Dal Fatto Quotidiano del 04/08/2010

Spigoli e spigolature

Il consigliere Eboli propone di riaprire le case chiuse per risolvere il problema della prostituzione di strada. Per un esponente dela Partito dell’amore (mercenario) mi sembra una giusta intuizione. In fondo chi meglio di loro conosce le problematiche di quel “mercato”?

A Scandiano la notte rosa è stata animata da una intelligente operazione culturale: concerti? dibattiti? presentazione di libri? Naaaah, roba vecchia, stantia. Loro sono più avanti: corsa sui tacchi a spillo! Sì, non è un errore di stampa: corsa sui tacchi a spillo per maskietti e femminucce. C’era ancora una pagina bianca nel catalogo delle boiate dopo il ruttosound. Bene. Ora mettiamoci avanti! L’anno prossimo facciamo gare di rutti su tacchi spillo. In attesa dell’apoteosi dell’intelligenza: gare di petosound per “rinfrescare” le notti estive (basta mettersi sotto vento…).

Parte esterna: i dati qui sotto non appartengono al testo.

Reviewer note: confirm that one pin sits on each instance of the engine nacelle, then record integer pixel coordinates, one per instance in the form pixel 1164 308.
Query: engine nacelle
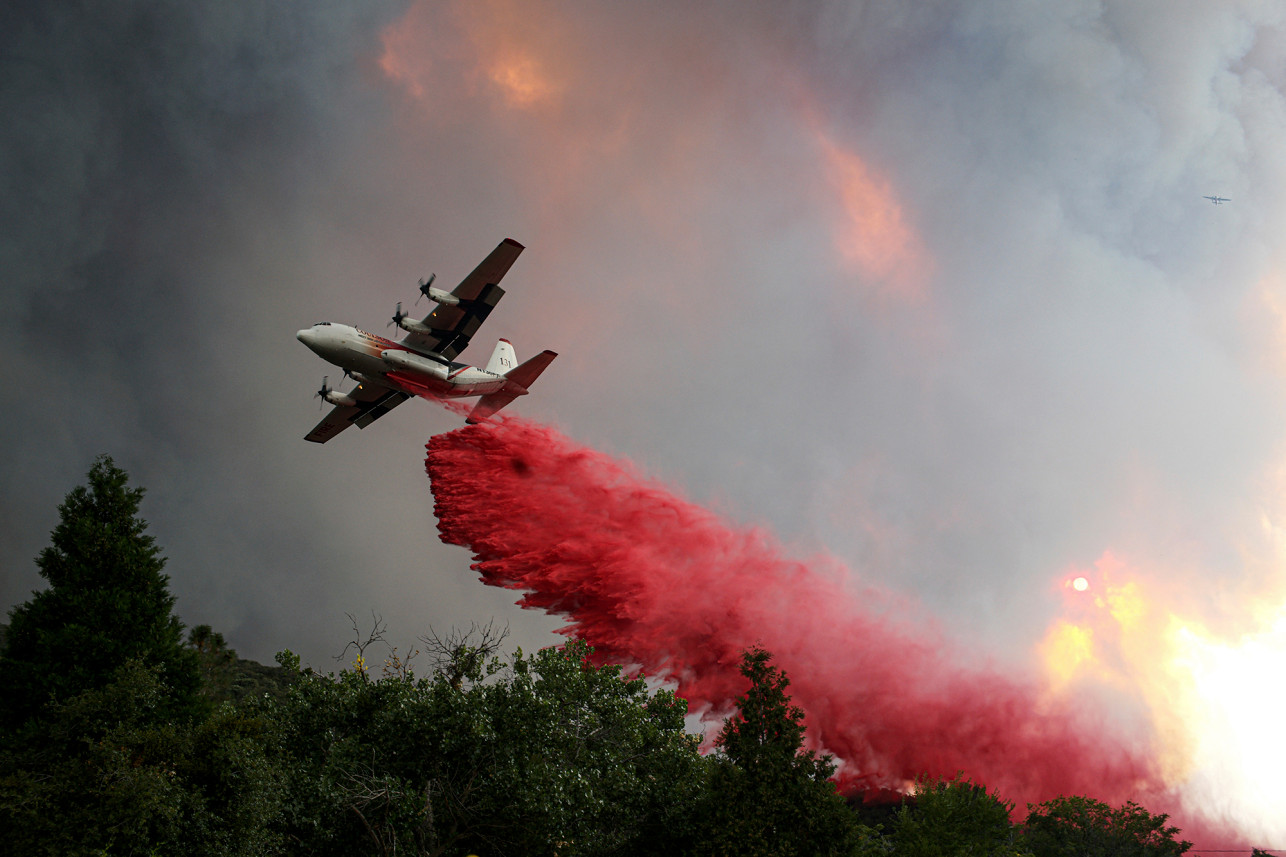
pixel 338 398
pixel 412 326
pixel 408 362
pixel 439 296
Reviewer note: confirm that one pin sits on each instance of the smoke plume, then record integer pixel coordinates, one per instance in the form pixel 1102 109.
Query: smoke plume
pixel 659 582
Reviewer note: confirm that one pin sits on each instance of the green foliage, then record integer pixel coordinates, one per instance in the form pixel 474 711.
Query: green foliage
pixel 767 794
pixel 225 677
pixel 954 819
pixel 107 602
pixel 103 772
pixel 1086 828
pixel 551 755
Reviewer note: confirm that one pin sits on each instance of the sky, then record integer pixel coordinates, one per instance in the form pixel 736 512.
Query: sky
pixel 929 288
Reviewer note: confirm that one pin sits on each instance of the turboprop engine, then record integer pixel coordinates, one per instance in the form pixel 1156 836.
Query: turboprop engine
pixel 333 396
pixel 436 295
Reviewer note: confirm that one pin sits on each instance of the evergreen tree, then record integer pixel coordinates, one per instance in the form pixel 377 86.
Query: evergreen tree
pixel 768 795
pixel 107 602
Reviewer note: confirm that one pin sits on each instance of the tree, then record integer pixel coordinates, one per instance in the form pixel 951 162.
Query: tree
pixel 107 602
pixel 1087 828
pixel 104 772
pixel 954 819
pixel 547 755
pixel 768 795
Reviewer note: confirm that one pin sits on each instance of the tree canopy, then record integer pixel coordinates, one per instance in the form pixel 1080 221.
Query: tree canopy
pixel 117 737
pixel 108 602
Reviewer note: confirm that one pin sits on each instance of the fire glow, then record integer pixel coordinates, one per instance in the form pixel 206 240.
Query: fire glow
pixel 1209 698
pixel 655 580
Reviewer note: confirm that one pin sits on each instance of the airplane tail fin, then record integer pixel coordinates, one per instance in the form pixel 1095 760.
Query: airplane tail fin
pixel 503 358
pixel 518 380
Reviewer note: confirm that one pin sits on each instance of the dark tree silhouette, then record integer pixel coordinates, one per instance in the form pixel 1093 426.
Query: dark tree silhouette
pixel 107 602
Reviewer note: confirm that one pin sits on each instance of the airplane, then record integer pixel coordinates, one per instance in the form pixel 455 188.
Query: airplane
pixel 423 362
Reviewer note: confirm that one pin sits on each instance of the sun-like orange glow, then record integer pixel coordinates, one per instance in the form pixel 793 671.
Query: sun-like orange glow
pixel 873 236
pixel 521 79
pixel 1212 700
pixel 488 53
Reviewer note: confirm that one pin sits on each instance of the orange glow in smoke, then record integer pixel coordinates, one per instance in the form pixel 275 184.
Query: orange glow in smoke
pixel 1212 700
pixel 521 79
pixel 481 50
pixel 873 236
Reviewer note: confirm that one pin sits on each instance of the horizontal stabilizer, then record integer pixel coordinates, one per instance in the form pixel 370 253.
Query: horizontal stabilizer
pixel 531 369
pixel 520 378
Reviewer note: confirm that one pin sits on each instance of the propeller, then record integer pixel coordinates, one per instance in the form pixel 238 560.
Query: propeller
pixel 423 287
pixel 323 391
pixel 398 317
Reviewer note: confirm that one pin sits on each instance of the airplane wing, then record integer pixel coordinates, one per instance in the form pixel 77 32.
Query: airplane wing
pixel 453 326
pixel 373 402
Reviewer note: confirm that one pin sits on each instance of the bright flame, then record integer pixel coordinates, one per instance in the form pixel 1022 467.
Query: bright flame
pixel 1214 704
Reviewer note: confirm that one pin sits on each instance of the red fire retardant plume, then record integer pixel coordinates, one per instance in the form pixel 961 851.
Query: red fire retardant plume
pixel 655 580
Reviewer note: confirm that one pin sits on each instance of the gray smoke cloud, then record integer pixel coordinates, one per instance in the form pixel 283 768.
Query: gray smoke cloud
pixel 927 286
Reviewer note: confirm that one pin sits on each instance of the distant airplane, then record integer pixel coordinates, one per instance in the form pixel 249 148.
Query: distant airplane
pixel 423 362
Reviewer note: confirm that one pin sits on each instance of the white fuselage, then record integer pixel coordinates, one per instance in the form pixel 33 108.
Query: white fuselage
pixel 378 360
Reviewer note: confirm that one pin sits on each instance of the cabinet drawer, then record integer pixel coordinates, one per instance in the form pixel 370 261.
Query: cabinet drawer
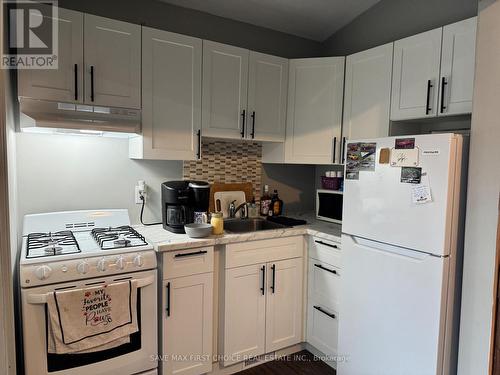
pixel 324 284
pixel 253 252
pixel 322 328
pixel 325 251
pixel 188 262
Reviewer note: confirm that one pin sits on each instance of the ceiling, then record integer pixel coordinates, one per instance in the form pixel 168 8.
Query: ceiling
pixel 312 19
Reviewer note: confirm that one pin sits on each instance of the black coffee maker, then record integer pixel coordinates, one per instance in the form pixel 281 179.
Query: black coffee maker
pixel 181 200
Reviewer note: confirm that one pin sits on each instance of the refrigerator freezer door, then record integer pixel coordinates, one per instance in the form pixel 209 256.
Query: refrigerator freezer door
pixel 379 206
pixel 392 309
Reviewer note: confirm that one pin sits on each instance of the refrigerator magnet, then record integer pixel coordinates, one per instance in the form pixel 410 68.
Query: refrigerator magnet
pixel 404 143
pixel 411 175
pixel 385 156
pixel 404 157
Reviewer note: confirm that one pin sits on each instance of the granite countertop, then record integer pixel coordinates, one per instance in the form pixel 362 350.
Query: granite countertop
pixel 164 240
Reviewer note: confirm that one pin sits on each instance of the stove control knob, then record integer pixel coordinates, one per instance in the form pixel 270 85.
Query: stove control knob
pixel 120 262
pixel 82 268
pixel 102 265
pixel 43 272
pixel 138 261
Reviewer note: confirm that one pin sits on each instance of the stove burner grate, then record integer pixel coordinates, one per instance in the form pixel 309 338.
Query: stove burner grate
pixel 51 243
pixel 118 237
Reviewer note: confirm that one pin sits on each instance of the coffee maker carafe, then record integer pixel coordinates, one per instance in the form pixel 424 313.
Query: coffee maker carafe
pixel 180 201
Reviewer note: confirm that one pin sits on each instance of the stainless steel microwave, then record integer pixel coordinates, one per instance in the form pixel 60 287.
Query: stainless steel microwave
pixel 329 205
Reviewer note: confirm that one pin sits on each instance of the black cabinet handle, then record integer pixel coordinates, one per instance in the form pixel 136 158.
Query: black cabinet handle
pixel 263 288
pixel 198 154
pixel 326 244
pixel 343 150
pixel 76 81
pixel 325 312
pixel 253 125
pixel 181 255
pixel 443 84
pixel 243 115
pixel 334 148
pixel 273 285
pixel 91 83
pixel 326 269
pixel 168 299
pixel 427 104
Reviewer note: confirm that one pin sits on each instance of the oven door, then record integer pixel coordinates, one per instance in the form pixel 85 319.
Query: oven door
pixel 329 204
pixel 137 356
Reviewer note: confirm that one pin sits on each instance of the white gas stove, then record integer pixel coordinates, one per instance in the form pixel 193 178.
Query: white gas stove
pixel 64 246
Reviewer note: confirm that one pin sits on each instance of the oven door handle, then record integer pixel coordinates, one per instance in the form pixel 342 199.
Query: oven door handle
pixel 40 299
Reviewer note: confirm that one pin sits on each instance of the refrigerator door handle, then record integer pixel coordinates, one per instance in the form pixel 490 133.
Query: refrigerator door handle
pixel 379 246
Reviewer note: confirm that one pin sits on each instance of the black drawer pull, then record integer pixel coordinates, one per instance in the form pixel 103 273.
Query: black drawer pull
pixel 273 285
pixel 326 269
pixel 263 288
pixel 325 312
pixel 190 254
pixel 326 244
pixel 168 299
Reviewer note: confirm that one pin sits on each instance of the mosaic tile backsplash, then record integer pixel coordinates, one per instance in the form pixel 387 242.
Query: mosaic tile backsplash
pixel 227 162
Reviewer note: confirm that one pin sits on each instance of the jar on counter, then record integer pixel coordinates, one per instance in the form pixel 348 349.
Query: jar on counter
pixel 217 223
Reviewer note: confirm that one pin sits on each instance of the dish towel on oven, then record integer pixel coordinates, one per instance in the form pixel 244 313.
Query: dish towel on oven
pixel 92 319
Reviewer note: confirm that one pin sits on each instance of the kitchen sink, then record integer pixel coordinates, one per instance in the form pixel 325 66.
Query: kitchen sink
pixel 250 225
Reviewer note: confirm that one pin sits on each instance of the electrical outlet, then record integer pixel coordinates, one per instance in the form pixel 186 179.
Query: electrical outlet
pixel 140 190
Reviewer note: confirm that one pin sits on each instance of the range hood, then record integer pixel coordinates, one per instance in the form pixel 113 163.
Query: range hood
pixel 42 114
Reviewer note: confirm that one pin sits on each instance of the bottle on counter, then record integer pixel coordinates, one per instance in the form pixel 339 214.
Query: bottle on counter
pixel 276 204
pixel 265 202
pixel 217 223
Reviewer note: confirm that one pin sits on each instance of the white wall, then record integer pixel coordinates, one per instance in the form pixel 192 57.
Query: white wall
pixel 70 172
pixel 482 205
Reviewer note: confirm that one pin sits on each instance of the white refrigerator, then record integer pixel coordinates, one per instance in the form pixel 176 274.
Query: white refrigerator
pixel 401 254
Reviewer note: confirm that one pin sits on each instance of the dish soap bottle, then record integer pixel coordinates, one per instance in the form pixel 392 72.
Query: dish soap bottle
pixel 265 202
pixel 276 204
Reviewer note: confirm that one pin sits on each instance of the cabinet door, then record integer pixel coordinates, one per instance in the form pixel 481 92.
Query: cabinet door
pixel 367 93
pixel 244 312
pixel 171 95
pixel 415 77
pixel 66 82
pixel 225 82
pixel 187 330
pixel 112 62
pixel 284 304
pixel 314 112
pixel 267 95
pixel 457 67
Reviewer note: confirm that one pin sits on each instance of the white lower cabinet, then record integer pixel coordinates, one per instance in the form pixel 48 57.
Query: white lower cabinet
pixel 187 318
pixel 261 307
pixel 323 293
pixel 284 304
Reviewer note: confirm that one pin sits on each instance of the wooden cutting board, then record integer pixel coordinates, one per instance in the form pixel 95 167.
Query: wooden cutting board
pixel 217 186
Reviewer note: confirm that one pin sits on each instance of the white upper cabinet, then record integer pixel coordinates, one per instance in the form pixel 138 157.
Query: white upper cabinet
pixel 457 67
pixel 367 93
pixel 314 112
pixel 112 62
pixel 66 82
pixel 267 96
pixel 225 89
pixel 415 83
pixel 171 97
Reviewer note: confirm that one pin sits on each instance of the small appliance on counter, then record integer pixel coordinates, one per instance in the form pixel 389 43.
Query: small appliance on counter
pixel 182 201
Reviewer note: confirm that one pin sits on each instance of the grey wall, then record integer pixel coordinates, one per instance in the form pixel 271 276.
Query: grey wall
pixel 164 16
pixel 482 201
pixel 295 185
pixel 71 172
pixel 390 20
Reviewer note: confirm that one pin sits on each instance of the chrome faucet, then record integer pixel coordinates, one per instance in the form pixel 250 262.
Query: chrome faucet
pixel 233 210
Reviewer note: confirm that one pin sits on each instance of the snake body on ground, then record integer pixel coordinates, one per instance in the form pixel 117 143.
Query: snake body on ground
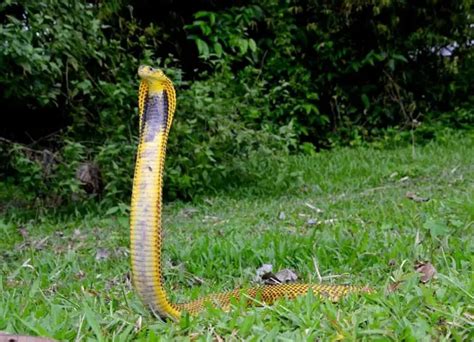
pixel 157 104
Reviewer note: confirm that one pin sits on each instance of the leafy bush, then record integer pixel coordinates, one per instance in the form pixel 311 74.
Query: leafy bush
pixel 254 81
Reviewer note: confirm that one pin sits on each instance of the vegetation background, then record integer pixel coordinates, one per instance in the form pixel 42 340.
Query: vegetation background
pixel 255 79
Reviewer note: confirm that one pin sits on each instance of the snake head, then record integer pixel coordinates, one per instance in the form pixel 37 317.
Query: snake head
pixel 155 78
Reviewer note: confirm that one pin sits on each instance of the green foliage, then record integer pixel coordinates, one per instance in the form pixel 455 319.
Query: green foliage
pixel 47 176
pixel 254 82
pixel 69 278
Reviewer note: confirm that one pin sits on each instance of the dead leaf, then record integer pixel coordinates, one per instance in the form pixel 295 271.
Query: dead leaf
pixel 426 269
pixel 90 177
pixel 415 197
pixel 286 276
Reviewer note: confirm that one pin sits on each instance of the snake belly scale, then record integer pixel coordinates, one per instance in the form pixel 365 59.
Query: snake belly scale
pixel 156 104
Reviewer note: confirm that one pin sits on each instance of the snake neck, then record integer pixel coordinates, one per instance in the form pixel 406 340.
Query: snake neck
pixel 145 220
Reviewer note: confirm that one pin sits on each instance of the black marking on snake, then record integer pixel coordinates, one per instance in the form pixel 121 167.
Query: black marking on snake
pixel 155 118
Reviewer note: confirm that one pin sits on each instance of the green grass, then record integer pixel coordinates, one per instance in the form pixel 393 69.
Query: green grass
pixel 367 232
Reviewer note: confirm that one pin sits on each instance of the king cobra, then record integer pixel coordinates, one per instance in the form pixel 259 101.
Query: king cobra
pixel 156 104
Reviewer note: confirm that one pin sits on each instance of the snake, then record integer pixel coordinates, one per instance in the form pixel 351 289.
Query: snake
pixel 156 107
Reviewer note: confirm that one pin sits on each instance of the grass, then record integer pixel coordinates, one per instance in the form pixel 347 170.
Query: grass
pixel 346 219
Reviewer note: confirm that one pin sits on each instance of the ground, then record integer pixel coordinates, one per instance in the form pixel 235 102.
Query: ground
pixel 384 217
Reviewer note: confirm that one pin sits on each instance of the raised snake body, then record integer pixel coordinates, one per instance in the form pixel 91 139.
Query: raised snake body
pixel 157 103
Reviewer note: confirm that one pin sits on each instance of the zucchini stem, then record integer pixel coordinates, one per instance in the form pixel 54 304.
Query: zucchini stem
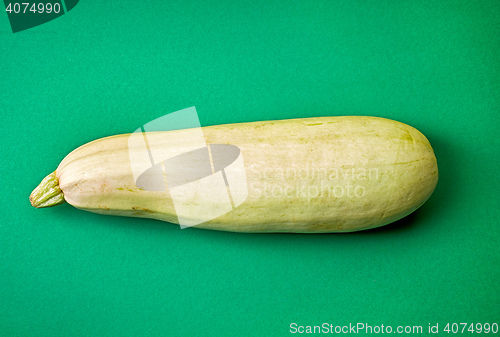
pixel 48 193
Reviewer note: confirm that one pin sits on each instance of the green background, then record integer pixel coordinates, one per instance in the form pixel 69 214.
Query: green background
pixel 107 68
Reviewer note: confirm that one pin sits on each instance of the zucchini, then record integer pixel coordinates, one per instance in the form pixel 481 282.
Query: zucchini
pixel 309 175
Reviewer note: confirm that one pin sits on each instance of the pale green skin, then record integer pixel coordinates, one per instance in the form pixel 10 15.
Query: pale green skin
pixel 97 176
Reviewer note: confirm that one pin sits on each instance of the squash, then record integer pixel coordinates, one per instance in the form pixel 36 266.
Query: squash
pixel 309 175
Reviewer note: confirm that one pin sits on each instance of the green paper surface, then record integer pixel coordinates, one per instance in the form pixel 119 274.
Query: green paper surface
pixel 108 67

Dieci piccoli indiani, nove piccoli indiani, otto piccoli indiani…No, non è Agatha Christie, è il gioco ad eliminazione del “governo” che ci regge. Scajola, Brancher, Caliendo…chi sarà il prossimo? Basta aver pazienza….

 

 

Un grazie

Un grazie, non formale, agli amici di Campagnola e di Casina, dove abbiamo presentato nelle ultime sere il libro “Il primo giorno d’inverno”. Trovare persone, attente, interessate che scelgono di dedicare una serata estiva a discutere di un libro, anzichè prendersi un gelato o farsi una passeggiata è il miglior riscontro per chi si ostina a fare il mestiere dello storico. E stavolta, non succede spesso, vedere anche amministratori e sindaci interessati alla nostra storia comune, è un buon segnale nel mare di guano che ormai ci sommerge e al quale, sembra, i più abbiano fatto l’abitudine (in fondo ci si abitua a tutto, no?). Non abbiamo la pretesa di cambiare il mondo, continuiamo a svolgere la nostra azione di “manovalanza democratica”per dare un contributo, tutti insieme, a migliorare un po’ questo bel paese (sfpd).